Mark Tipton’s quartet, Les Sorciers Perdus, will perform with Down East poet Alan Brooks. Philip Carlsen will offer a setting for string trio of a long, contrapuntal poem by Robert Bringhurst, which the musicians speak while they play. In “Jet-Pack for One,” Beth Wiemann will combine her bass clarinet music with an electronic reading of a poem by Miriam Gamble.
Portland Conservatory of Music, 202 Woodford St., presents the Ninth Annual Back Cove Contemporary Music Festival April 7-9 at its own facilities at Woodford’s Congregational Church, plus the SPACE Gallery in downtown Portland.
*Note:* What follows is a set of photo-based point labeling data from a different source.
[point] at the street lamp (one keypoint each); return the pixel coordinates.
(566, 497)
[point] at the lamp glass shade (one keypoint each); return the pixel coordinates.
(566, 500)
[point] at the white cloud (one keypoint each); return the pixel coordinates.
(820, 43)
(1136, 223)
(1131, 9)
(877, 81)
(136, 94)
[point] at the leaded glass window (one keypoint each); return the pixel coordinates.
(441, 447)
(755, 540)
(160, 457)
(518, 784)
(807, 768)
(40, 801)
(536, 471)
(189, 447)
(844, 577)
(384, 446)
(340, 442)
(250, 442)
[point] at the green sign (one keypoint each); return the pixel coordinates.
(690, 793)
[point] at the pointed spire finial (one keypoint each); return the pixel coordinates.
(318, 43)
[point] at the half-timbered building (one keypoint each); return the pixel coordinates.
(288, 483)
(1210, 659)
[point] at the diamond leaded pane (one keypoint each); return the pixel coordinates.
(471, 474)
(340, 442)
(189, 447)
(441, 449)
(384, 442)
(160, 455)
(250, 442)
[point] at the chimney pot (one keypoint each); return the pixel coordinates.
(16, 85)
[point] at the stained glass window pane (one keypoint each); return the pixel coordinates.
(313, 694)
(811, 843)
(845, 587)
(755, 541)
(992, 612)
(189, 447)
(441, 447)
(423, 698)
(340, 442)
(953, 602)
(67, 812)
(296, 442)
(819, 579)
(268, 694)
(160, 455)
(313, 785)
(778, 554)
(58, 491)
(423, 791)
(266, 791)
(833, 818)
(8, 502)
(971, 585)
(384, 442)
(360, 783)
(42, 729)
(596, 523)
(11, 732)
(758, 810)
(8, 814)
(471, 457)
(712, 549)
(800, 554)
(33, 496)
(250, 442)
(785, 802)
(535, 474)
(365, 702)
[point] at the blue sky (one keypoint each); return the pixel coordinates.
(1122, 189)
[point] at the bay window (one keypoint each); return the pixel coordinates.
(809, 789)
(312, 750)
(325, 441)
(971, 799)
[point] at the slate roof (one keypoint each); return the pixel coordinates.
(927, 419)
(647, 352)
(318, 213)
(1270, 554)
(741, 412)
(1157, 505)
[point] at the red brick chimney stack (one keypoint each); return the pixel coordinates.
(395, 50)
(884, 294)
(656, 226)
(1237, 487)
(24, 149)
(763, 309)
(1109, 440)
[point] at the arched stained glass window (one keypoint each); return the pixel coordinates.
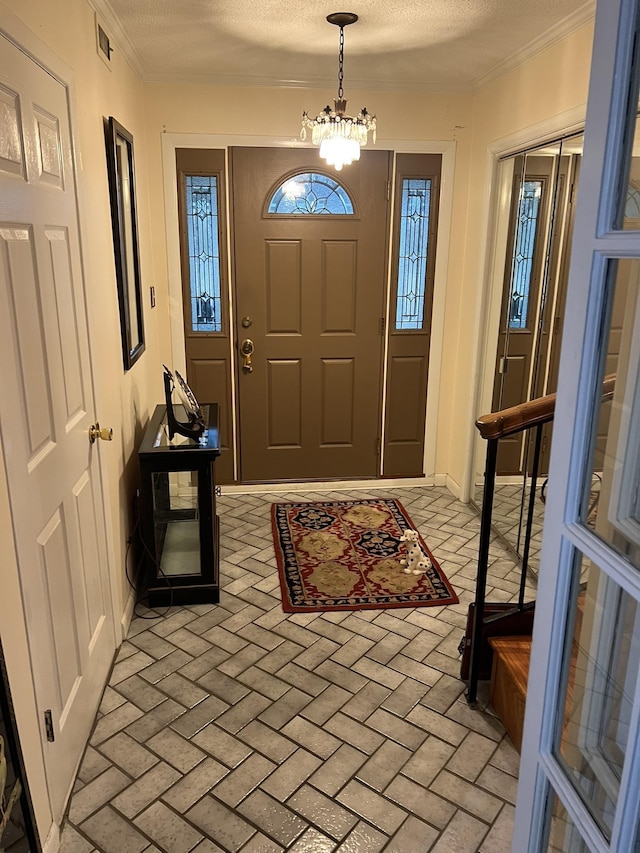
(310, 194)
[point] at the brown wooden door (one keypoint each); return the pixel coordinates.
(309, 295)
(513, 380)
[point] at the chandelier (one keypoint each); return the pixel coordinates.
(339, 136)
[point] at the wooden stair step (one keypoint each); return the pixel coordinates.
(509, 676)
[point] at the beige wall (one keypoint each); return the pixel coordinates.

Call 775-3356 or visit portlandconservatoryofmusic.org/backcove for details.
The Oratorio Chorale’s April concert focuses on the rich and diverse music of 17th- and 18th-century composers with a program titled “Baroque Beauties,” to be performed Saturday in Falmouth and Sunday in Brunswick.
Sweetest in the Gale, the Chorale’s women’s chamber chorus, shares the contrast and brilliance of works by Tomas Victoria, Giovanni Pergolesi, Claudio Monteverdi, Barbara Strozzi and Caterina Assandra. The latter two are among the earliest pioneer women composers in the classical tradition.
Sweetest in the Gale will be joined by soloists Mary Sullivan, the Oratorio Chorale’s artist-in-residence, and Jenna Guiggey, of St. Mary Schola.
“‘Baroque’ is synonymous with drama, emotions and magnificence,” says artistic director Emily Isaacson. “Opera was invented during this period, and the theatrical flair resonated through all other art forms. Composers were interested in how they could use music to move the listeners’ emotions. This music dances, soars and tugs at your heartstrings.”
The chorus and soloists will be accompanied by a string quartet plus an organist from the Maine Chamber Ensemble.
Two performances are slated: April 8 at 7:30 p.m. at St. Mary’s Episcopal Church, 43 Foreside Rd. in Famouth, and April 9 at 3 p.m. at St. Paul’s Episcopal Church, 27 Pleasant St. in Brunswick. Call Brown Paper Tickets at 800-838-3006.
“The Trip to Bountiful” is the final production of Good Theater’s 15th season. It runs through April 30.